CREAMY BACON RANCH POTATO SALAD

This quick and easy to make Creamy Bacon Ranch Potato Salad is the perfect side dish!

CREAMY BACON RANCH POTATO SALAD

How is it the LAST week of June already!? Summer is just flying by WAY too quickly! 🙁

 

So before Summer is over (LOL), I want to share with all of you my quick and easy Creamy Bacon Ranch Potato Salad recipe. This is my go-to side dish if I need to bring something to a party last minute unless I’m bringing dessert which all my friends always request me to make my SPRINKLE Chocolate Chip Cookies.

 

To make this Creamy Bacon Ranch Potato Salad, you only need 5 ingredients and most of the ingredients you probably already have in your fridge. And you know it’s going to be a hit with ALL your friends and family because who doesn’t love BACON. RANCH. & CHEESE! 🧀

CREAMY BACON RANCH POTATO SALAD

JUST A FEW TIPS:

 COOKING THE RED POTATOES: The potatoes should be cooked so they’re soft, and tender. Cook them until they are just tender when pierced with a fork. I like to cook the red potatoes for about 15 minutes.

 

 BACON: If I have time I cook the bacon in a skillet but if I need to make this potato salad quickly, I use the Oscar Meyer Real Bacon Recipe Pieces. They taste great and so much easier then cooking bacon, I don’t know about you but cooking bacon is not one of my favorite things to do.

 

BEFORE SERVING: Right before I’m ready to serve, I like to top the potato salad with more bacon pieces, shredded cheese and scallions.

 

STEP-BY-STEP GUIDE ON HOW TO MAKE THIS CREAMY BACON RANCH POTATO SALAD:

CREAMY BACON RANCH POTATO SALAD

Yield: Serves 12

Prep Time: 10 minutes

Cook Time: 25 minutes + chilling

Total Time: 35 minutes

Print Print

Ingredients:

  • 2 1/2 lbs. small red potatoes
  • 3 teaspoons salt
  • 1 lbs. bacon strips, finely chopped
  • 2 cups ranch dressing
  • 1/2 cup shredded cheddar cheese
  • scallions, for topping

Directions:

STEP 1: Cut each red potato into 4 cubes.

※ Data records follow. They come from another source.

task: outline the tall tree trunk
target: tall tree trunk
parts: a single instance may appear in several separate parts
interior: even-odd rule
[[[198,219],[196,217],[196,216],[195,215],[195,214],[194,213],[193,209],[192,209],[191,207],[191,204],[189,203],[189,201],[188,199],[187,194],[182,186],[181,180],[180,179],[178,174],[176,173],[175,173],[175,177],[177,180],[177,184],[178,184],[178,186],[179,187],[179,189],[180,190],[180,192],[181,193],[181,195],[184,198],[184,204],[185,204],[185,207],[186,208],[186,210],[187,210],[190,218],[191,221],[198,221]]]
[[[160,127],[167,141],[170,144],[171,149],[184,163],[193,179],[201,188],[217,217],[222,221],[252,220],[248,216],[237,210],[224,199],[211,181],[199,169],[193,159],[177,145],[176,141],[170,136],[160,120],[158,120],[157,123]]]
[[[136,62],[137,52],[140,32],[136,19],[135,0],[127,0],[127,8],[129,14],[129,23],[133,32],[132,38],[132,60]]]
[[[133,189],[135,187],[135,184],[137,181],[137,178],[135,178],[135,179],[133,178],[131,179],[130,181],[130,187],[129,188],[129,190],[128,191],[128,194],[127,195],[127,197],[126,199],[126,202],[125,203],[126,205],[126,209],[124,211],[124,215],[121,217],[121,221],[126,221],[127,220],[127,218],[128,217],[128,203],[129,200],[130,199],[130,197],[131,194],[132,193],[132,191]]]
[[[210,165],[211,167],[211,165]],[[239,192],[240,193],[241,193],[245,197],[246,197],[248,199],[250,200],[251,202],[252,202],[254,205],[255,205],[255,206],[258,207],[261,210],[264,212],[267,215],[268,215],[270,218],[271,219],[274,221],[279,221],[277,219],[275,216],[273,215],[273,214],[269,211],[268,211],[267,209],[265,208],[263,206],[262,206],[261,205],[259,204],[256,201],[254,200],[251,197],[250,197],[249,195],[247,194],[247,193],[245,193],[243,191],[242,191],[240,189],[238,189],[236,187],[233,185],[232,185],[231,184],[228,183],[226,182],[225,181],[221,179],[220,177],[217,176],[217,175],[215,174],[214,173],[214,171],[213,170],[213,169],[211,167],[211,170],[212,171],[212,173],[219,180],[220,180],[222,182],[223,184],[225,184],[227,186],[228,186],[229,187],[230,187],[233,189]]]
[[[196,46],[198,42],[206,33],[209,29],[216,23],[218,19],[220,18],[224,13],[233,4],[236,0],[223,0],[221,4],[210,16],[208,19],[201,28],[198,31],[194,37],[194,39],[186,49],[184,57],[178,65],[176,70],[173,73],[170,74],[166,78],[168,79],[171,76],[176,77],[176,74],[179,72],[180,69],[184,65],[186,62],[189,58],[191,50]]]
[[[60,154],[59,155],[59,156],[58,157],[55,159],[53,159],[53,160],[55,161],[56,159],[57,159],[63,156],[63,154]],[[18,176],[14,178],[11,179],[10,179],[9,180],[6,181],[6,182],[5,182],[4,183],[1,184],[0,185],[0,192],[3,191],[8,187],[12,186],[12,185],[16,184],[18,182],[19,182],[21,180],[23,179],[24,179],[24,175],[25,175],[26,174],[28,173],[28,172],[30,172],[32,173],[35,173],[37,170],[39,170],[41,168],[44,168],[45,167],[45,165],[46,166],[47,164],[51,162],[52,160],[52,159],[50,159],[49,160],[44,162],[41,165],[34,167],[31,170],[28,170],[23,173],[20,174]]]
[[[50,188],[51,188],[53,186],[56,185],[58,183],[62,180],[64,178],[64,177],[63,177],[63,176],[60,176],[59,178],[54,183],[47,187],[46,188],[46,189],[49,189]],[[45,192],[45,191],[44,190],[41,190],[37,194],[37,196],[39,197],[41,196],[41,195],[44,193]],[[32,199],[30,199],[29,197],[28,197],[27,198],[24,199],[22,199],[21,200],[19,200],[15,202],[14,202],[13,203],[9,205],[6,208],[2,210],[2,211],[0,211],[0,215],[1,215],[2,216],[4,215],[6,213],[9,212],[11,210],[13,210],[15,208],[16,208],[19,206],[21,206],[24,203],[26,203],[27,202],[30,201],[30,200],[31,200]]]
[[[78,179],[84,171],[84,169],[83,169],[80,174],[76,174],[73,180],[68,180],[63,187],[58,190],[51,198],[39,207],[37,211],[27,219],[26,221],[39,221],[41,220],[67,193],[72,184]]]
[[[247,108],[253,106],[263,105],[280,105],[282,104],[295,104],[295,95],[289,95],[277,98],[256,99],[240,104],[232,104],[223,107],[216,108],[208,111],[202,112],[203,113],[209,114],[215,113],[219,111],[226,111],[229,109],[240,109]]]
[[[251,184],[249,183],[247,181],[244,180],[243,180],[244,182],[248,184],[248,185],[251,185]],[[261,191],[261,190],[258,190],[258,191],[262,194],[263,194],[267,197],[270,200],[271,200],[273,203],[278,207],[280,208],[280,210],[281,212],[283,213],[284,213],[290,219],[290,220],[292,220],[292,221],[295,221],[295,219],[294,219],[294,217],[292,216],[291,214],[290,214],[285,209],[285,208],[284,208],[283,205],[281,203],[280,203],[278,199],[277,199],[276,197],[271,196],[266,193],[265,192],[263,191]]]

STEP 2: Place potatoes in a 6-qt. pot; add water to just cover the potatoes. Add salt. Bring to a boil. Reduce heat; cook, uncovered, for 12-15 minutes or until the potatoes are tender. Drain potatoes and run cold water over them until potatoes are cooled.

STEP 3: Meanwhile, in a large skillet, cook bacon over medium heat until crisp. Chop bacon.

STEP 4: In a large bowl, add potatoes, ranch dressing, bacon and cheese. Mix together. Place in refrigerator for at least 1 hour. Top with more bacon, cheese and scallions before serving.

NOTES:

*STORE: Place leftover potato salad in an airtight container and store in refrigerator up to 4 days.